Macrophages (Mø) represent a multifunctional cell type in innate immunity that contributes to cytokine release, antigen presentation, and bacterial killing. In acute inflammation infiltrating neutrophils (PMN) release a wide array of stored proteins which functionally interfere with their environment. Here, we present a role for neutrophil-derived proteins in Mø bacterial phagocytosis.

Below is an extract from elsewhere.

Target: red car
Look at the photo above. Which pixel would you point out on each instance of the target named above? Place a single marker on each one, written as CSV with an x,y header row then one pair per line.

Secretion from human PMN was obtained by antibody cross-linking of beta2-integrins. This treatment results in release of primary, secondary, and tertiary granules as well as secretory vesicles. The PMN secretion was then used to stimulate murine RAW264 cells or Mø differentiated from human monocytes. Cells were subsequently incubated with fluorescent Staphylococcus aureus and the number of phagocytosed bacteria per cell was quantified by fluorescence microscopy.

Treatment of human and murine Mø with PMN secretion caused a several fold increase in bacterial phagocytosis. Heat-inactivation or pepsin-treatment of the secreted material completely abrogated this effect. The PMN-derived secretion evoked a rapid activation of Mø as depicted by increase in cytosolic free Ca2+ and caused upregulation of maturation markers such as CD86, HLA II, CD40 and CD25. Increased expression of Fc? RI (CD64) and Fc? RII (CD32) in response to treatment with PMN secretion likely serves as an effectuating link to the enhanced phagocytosis.

Thus, secretion of PMN granule proteins activates Mø and stimulates enhanced phagocytosis of bacteria. This study provides a further piece of evidence for the multiple cross-talks among cells of the innate immune system.